Sunday, April 5, 2015

Regarding the Braves

The Atlanta Braves had a rather dramatic off-season, and it laid the team's priorities bare: they don't care at all about putting a good team on the field in the 2015 season, or in the 2016 season. They do care about putting a good team on the field in 2017, and thereafter. And honestly, many of their moves have been savvy ones, within that framework: they've shed a lot of talent for the 2015-16 seasons (Jason Heyward, Justin Upton, Evan Gattis, and now Craig Kimbrel) while stockpiling a lot of future value and increasing their flexibility going forward. (They also signed Nick Markakis to a four-year deal, which is a little weird but shouldn't be any crippling difficulty in 2017-18 anyway.) One possible criticism of their off-season would be that they didn't get good enough value out of their deals; for instance, many thought the return in the Jason Heyward trade was just too light.

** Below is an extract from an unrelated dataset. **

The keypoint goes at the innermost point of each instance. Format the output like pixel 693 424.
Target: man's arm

Another possible criticism would be this kind of rebuild is just generally improper: that it's a betrayal of the fans and/or the players to deliberately spend a couple of years slashing payroll below capacity and, therefore, sucking. I'm not especially interested in either of those criticisms, honestly: as to the former, who can say?, and as to the latter, I think a genuine, Andrew Mellon-style, liquidationist rebuild, wherein the team accepts being truly terrible for a few seasons while trying to build a strong organization for the future, can be the right thing to do in certain circumstances. So, especially since it results in the Mets' chief rival over the course of my lifetime being terrible for the next couple of years, I would normally not have any great problem with what the Braves are doing.

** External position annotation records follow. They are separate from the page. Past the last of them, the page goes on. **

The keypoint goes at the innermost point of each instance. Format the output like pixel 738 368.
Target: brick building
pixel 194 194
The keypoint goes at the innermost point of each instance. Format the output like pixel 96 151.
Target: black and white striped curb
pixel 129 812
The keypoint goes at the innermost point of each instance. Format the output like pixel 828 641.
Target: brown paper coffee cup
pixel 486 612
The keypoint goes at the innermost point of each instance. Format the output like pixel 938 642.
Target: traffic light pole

Except that it's so racist.

Because, you see, the Braves were not forced into this rebuild. This wasn't a situation where the team had drained its farm system and saddled itself with bad contracts to aging veterans and was on a path that would lead to perpetual awfulness without a rebuild. The Braves weren't great last year, tying for second place with the Mets with 79 wins, and their farm system, even prior to the supplementation it's received over the off-season, was not what you'd call barren, though also perhaps not one of the top systems in the league. Certainly the team had some problems, but going into this off-season they could quite plausibly have done the usual thing and tried to make their 2015 team a potential contender without harming the organization's long-term prospects. The thinking was that they would probably pick one of Upton or Heyward to extend long-term and trade the other, striking that delicate balance between preserving current assets and using some of those assets to replenish the pipeline. That would've been a conventional off-season for the Atlanta Braves. In other words, nothing about the baseball end of things forced them to decide that 2015 wins and 2016 wins don't matter.

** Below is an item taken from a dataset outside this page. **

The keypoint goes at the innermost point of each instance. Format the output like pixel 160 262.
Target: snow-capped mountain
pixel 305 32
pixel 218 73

No, the reason why 2015 and 2016 wins don't matter is that for those years, they'll still be stuck in their current stadium, Turner Field. It opened in 1997 (I'm practically old enough to remember!), but will be replaced before it can reach 20 years of age, and the team will move from the city proper of Atlanta to the Cobb County suburbs. A little thing about Atlanta proper versus Cobb County: the former has way more black people in it. The decision to get this new stadium build has been subject to enough criticism along racial grounds as is. I can't help but feeling like that is just compounded by their really quite flagrant declaration that they don't care about their two remaining years in the city, that they have made the completely discretionary decision to sacrifice those years that they may be better in their debut season before their new rich, white audience.

It's hard not to root for their scheme to fail--even if I weren't a Mets fan.